Os trabalhadores dos TST -Transportes Sul do Tejo cumprem esta terça-feira um dia de greve, que arranca a partir da meia-noite.

Convocada pela Federação dos Sindicatos de Transportes e Comunicações (FECTRANS), pela melhoria dos salários e valorização das profissões, o protesto foi agendado no passado dia 27, após a reunião com a empresa que opera no distrito de Setúbal, após reunião mantida a 20 de maio.

Sara Gligó, dirigente da Fectrans, explicou em declarações à agência Lusa que a empresa apresentou algumas alterações à proposta inicial, deixando cair por exemplo a obrigatoriedade de o subsídio de refeição ser pago em cartão, uma das reivindicações dos trabalhadores, aumentando o valor para 7,3 euros a partir de 1 de junho.

Por outro lado, adiantou, a empresa manifestou também disponibilidade para aplicar 5,89% de aumento em 2024, com um mínimo de aumento de 60 euros.
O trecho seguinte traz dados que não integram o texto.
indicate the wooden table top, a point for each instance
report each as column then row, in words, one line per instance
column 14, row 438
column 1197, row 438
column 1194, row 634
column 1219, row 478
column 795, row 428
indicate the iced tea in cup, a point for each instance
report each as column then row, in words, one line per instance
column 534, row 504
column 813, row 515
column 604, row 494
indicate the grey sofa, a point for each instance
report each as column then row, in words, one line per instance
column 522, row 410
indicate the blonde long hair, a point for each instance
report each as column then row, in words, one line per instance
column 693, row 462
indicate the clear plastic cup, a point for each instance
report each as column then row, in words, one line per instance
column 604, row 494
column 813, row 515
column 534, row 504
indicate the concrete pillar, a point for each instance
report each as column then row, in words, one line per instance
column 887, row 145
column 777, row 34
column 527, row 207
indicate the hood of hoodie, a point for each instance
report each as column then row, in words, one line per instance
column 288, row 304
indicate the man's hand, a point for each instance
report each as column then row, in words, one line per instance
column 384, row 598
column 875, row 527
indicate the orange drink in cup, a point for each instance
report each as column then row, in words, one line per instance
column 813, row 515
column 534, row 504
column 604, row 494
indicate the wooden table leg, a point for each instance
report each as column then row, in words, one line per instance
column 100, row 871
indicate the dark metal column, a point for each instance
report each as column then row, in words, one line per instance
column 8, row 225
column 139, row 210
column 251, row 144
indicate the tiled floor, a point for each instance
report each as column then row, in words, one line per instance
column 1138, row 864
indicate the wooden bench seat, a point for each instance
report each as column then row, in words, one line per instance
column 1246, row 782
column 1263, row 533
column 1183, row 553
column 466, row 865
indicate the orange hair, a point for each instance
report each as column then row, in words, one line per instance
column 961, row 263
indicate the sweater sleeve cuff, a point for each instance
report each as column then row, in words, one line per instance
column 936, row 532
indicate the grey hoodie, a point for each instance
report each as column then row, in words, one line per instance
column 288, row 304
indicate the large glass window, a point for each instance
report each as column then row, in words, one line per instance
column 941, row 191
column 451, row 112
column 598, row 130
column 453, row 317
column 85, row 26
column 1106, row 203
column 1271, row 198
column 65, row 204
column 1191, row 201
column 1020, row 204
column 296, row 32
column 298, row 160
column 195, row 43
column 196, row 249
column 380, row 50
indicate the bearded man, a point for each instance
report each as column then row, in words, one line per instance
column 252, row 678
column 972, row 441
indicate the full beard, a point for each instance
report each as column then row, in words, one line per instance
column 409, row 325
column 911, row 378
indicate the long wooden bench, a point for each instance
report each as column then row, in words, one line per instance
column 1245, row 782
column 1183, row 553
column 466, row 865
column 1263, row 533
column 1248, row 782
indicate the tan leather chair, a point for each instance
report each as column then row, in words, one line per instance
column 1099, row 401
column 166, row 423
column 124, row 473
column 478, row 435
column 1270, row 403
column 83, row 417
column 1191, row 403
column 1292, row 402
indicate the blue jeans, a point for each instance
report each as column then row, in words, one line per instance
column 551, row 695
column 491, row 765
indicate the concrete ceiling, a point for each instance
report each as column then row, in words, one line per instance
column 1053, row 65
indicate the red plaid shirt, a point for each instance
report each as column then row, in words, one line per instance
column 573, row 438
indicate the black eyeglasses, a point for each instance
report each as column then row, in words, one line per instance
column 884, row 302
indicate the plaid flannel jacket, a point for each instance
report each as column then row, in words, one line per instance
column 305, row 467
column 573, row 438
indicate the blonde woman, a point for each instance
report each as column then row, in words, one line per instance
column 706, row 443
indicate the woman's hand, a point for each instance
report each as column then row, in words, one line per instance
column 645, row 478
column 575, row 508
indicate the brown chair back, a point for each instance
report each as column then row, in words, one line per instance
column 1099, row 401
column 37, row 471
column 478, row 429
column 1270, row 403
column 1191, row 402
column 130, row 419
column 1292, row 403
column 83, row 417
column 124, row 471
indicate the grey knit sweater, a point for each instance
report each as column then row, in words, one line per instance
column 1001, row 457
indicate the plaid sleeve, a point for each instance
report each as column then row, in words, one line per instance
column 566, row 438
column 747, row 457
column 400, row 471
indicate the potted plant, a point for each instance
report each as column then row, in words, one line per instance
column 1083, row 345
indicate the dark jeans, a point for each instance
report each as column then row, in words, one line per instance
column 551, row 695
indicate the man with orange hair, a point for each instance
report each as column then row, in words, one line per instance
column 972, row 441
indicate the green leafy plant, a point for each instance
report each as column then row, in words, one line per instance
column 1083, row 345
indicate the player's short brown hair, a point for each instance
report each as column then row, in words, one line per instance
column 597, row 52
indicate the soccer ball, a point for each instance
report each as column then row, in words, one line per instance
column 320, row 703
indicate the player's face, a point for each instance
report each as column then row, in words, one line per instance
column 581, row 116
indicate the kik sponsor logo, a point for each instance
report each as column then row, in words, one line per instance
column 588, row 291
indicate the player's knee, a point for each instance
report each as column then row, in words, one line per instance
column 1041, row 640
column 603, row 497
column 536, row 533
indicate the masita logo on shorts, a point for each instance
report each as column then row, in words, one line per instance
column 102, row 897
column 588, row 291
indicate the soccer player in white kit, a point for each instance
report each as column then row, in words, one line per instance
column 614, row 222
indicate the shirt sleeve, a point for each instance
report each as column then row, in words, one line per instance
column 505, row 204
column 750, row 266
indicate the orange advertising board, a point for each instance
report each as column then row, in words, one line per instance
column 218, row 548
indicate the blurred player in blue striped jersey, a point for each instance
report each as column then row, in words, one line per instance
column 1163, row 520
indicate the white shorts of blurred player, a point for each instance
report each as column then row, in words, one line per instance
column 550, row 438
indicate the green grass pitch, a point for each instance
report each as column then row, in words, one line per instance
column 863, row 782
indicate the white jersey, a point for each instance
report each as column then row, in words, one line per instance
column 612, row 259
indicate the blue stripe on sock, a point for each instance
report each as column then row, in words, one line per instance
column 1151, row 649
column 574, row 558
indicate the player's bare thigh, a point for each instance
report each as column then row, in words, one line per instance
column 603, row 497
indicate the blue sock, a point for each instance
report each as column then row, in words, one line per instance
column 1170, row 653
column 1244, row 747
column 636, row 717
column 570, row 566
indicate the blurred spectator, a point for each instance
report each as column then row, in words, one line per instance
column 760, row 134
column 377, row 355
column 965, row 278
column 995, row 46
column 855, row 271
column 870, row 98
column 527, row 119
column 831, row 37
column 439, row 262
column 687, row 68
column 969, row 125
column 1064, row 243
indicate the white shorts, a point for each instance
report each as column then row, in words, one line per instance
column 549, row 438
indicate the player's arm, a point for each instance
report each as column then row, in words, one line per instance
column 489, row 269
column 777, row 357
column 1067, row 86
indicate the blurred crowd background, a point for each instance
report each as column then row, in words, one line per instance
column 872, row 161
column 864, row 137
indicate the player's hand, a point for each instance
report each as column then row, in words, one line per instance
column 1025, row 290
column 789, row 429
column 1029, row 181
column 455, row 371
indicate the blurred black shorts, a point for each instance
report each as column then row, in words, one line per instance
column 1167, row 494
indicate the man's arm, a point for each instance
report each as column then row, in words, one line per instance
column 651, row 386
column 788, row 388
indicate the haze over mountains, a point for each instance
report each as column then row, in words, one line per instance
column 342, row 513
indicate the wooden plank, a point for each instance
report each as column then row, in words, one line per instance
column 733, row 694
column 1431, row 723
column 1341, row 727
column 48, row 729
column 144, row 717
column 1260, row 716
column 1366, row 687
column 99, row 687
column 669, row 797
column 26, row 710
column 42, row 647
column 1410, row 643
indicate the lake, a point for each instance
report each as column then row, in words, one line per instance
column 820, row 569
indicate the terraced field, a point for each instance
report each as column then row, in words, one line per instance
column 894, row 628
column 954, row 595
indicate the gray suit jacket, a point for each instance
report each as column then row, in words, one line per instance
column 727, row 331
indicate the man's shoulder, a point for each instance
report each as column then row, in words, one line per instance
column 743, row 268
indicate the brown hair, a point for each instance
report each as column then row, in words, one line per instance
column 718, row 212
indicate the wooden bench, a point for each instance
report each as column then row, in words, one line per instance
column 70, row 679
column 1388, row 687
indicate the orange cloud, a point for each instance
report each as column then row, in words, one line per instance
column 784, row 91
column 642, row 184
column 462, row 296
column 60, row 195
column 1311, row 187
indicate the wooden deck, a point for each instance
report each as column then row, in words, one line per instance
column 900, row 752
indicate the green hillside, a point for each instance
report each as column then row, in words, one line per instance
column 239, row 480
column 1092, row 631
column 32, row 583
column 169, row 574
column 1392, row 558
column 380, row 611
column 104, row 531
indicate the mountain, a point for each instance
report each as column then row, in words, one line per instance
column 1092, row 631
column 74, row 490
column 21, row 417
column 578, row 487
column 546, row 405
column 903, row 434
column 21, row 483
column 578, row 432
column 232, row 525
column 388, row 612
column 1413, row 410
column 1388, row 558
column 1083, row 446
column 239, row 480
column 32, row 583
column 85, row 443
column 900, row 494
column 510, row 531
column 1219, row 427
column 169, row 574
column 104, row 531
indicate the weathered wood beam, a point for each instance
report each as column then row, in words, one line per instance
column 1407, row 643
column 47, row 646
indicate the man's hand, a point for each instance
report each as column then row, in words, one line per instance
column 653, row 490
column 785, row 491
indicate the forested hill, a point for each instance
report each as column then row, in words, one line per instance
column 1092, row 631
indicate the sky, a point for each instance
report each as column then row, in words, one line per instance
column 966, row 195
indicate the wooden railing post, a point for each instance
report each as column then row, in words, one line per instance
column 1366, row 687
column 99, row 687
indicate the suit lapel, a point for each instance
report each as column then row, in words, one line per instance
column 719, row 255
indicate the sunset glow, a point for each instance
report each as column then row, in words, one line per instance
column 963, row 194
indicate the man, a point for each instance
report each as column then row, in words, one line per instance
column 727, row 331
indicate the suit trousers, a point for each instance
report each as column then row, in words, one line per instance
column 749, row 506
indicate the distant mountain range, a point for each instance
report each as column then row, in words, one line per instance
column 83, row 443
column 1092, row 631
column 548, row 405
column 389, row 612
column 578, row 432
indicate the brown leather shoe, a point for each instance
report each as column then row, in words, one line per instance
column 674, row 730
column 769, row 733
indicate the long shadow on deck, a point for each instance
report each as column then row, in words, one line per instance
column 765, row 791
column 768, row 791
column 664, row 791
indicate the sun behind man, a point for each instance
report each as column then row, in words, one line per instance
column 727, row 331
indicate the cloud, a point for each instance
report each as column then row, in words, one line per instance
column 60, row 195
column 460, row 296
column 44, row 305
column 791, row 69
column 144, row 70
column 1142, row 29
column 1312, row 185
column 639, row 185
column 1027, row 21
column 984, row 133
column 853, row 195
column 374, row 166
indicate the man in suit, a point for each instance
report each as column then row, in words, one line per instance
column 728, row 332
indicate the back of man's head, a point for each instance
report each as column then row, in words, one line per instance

Além disso, a empresa está também disponível para igualar em 31 de dezembro os salários dos trabalhadores da TST aos ordenados praticados pela empresa Alsa Todi (que opera nos concelhos de Alcochete, Barreiro, Moita, Montijo, Palmela e Setúbal), para que os trabalhadores da península de Setúbal fiquem com os salários nivelados.

Contudo, explicou a sindicalista, os trabalhadores entendem que os valores propostos pela empresa ainda não chegam aos 80 euros de aumento e aos 9,6 euros de subsídio de refeição que reivindicam, pelo que avançam para o protesto.

Recorde-se que os trabalhadores da TST já cumpriram greve a 9 de maio, assim como no passado dia 5.

A TST serve os concelhos de Almada, Seixal e Sesimbra e, segundo a dirigente sindical, tem um total de 900 trabalhadores.